Here is what the next few months look like. Georgia expects to collect more than last year’s $620 million in employer contribution taxes. Most receipts will be posted after the first quarter because the tax is levied on the first $8,500 of a worker’s income. Butler said that should enable the state to stop borrowing money from Washington.
Then there is the $18 million question, which is the estimated size of Georgia’s first interest payment owed to the federal government before the end of September. Federal law prohibits the state from using employer contribution funds to cover the interest. Translation: The state must find $18 million inside the general fund or other monies at the Department of Labor.
“The best I can tell, there wasn’t a whole lot of emphasis on planning to take care of this,” Butler said. “I hate to be critical, but I think there were some assumptions made that the state would come up with the money.” Butler is looking first at department accounts to find some dollars.
The Wall Street Journal reported Wednesday that the White House will propose waiving those interest payments for two years.

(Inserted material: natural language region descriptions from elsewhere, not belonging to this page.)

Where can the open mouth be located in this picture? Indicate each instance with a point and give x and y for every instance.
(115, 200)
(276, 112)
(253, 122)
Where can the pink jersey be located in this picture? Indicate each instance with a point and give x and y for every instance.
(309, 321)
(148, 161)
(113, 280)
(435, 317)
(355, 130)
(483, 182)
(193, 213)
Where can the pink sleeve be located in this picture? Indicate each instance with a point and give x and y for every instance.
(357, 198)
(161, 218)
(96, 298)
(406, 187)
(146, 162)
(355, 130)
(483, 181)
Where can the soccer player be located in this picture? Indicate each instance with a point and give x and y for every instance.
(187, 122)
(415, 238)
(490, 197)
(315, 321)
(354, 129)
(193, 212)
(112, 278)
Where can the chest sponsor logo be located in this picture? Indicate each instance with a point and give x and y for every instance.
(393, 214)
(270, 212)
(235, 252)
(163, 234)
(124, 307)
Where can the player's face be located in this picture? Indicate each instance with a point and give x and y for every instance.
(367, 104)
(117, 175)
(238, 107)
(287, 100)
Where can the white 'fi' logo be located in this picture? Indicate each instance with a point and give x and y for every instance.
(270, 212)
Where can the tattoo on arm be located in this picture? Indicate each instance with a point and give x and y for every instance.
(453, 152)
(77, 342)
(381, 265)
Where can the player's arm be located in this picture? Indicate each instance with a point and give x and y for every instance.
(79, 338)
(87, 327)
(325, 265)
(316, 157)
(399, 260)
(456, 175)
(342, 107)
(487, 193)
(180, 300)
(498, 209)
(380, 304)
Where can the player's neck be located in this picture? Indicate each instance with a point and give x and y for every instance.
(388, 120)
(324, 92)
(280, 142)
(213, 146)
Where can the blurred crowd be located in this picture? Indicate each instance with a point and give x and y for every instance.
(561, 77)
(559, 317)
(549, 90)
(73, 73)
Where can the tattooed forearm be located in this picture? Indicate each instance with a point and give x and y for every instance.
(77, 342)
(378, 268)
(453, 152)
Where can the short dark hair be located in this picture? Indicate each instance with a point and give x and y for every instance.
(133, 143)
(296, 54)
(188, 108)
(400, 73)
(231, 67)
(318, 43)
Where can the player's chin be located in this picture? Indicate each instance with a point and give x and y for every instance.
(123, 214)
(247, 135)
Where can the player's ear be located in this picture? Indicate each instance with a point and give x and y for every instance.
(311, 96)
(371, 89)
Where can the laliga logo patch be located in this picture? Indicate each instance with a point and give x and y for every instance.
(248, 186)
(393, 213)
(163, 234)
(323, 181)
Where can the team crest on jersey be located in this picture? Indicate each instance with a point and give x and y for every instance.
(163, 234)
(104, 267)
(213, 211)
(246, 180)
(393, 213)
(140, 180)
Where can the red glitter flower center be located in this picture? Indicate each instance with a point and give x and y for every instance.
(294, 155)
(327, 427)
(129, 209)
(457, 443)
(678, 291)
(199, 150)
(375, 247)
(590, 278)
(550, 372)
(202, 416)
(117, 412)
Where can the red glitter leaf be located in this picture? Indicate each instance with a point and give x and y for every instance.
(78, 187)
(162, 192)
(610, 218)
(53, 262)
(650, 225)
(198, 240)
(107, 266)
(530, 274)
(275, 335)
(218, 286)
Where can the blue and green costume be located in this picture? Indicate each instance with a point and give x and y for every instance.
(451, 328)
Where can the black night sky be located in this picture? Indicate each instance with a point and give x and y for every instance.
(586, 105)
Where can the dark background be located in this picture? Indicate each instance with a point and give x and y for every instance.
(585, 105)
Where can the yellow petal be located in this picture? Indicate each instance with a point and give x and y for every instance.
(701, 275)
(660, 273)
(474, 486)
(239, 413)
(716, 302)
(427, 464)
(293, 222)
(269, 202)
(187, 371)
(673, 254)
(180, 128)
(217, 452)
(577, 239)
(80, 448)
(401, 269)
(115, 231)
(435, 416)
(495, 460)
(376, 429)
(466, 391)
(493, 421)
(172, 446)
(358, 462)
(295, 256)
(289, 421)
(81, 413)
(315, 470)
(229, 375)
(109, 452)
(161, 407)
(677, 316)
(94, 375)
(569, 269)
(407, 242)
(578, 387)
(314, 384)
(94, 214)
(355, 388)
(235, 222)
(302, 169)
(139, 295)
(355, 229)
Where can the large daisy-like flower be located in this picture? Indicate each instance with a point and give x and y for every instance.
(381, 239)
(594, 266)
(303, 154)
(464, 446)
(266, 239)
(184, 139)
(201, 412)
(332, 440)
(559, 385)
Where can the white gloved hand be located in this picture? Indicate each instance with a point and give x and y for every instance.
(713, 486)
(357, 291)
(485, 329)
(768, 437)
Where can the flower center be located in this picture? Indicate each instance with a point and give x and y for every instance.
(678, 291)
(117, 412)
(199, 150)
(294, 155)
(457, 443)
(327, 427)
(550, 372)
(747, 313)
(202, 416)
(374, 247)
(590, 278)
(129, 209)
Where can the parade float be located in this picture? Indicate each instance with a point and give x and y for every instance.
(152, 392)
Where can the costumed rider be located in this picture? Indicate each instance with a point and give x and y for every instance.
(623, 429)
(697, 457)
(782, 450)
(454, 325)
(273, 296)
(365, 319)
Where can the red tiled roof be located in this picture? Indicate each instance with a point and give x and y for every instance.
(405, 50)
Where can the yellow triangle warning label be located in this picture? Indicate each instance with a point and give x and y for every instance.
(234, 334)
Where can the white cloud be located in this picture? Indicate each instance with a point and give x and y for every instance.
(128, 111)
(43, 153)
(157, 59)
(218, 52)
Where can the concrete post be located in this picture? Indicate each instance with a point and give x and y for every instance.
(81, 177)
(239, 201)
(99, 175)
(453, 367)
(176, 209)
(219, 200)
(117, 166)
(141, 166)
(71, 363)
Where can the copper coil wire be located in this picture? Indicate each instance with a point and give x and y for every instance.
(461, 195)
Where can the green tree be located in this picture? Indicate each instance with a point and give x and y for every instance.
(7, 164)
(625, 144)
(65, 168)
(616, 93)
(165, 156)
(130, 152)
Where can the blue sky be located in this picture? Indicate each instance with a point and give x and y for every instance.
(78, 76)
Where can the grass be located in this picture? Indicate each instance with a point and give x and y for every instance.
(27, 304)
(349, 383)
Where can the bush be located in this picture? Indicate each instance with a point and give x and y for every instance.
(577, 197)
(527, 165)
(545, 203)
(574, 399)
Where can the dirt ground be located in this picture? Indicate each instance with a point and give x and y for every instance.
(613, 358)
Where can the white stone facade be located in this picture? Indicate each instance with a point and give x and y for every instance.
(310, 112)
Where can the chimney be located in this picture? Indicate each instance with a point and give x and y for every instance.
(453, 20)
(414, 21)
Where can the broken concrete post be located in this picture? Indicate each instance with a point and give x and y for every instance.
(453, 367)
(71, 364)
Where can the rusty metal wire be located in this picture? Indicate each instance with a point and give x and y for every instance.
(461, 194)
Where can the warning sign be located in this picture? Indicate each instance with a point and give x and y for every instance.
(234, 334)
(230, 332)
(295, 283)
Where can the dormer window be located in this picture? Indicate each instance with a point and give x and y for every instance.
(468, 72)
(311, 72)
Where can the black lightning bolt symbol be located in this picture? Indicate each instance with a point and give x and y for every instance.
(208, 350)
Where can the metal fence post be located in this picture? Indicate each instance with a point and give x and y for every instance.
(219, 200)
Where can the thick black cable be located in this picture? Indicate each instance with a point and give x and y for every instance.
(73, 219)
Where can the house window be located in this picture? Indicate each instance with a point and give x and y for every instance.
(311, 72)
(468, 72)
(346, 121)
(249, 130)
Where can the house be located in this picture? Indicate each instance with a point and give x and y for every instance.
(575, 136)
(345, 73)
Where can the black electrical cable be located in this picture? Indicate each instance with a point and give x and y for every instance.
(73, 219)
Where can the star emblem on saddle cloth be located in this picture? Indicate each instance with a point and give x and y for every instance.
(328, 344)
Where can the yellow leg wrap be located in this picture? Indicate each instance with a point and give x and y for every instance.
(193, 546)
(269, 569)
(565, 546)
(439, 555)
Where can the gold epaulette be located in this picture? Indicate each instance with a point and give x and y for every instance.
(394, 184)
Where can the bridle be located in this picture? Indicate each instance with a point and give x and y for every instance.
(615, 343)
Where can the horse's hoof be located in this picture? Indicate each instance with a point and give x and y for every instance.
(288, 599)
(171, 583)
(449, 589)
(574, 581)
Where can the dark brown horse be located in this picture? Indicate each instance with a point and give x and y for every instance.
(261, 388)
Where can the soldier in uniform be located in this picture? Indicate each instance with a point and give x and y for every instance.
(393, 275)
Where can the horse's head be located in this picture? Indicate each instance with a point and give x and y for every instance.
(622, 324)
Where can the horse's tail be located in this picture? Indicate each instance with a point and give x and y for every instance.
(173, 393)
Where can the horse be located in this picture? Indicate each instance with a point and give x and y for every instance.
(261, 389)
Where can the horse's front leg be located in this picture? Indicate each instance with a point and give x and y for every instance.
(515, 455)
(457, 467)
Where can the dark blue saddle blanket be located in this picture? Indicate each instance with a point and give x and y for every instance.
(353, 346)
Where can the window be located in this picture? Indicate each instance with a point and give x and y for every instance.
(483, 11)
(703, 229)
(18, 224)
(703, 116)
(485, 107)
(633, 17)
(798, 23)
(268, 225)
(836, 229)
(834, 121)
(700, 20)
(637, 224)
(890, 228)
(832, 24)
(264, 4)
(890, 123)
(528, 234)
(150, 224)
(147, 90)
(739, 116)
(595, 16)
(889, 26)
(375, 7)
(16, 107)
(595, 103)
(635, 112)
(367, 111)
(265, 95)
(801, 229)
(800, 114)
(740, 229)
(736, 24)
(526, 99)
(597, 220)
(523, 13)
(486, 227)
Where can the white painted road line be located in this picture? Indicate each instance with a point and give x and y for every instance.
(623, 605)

The Journal also said the federal government would propose to more than double the amount of employee wages that are subject to unemployment taxes.
Then there is the $634-to-$820 million question. Washington has not established a repayment deadline but the federal loan rate increases each year principal goes unpaid. Butler has asked for a legal opinion about whether the state can issue bonds to retire the debt. The state pays about 4% on federal loans and Butler said state bonds could be sold for perhaps half that rate.
“We would save millions of dollars in interest,” Butler said. “We have to be very careful about paying this back. If we’re irresponsible, if we don’t make the payments as soon as possible, our businesses are on the hook for this money and the rates will increase dramatically on the federal side.” Butler said benefit reductions are not an option; “That’s off the table.”
Georgia must also decide how much reserve to maintain when the trust fund is solvent. Today’s economy is more volatile than forty or twenty years ago. The choices will include whether to raise rates paid by employers so the fund can withstand any downturn or choose solvency for most needs with a choice to borrow federal funds again during an economic collapse.
Butler said he would like to convene “a fairly large tent from the private sector” to think about a system that “needs some basic tweaks.” He added, “This is not something that we want to tackle right now but it is something we do want to take a look at (to create) the most fair, most sound system with the least amount of burden on Georgia businesses.”
Georgia Unemployment Rate: 10.2%
National Unemployment Rate: 9.0%
December 2009 Long-Term Unemployed: 168,200
December 2010 Long-Term Unemployed: 252,200
November 2010 Statewide Payroll Jobs: 3,849,000
December 2010 Statewide Payroll Jobs: 3,827,000
December 2009 Initial Claims: 100,896
December 2010 Initial Claims: 75,635
Source: Georgia Department of Labor
Mike Klein is Editor at the Georgia Public Policy Foundation.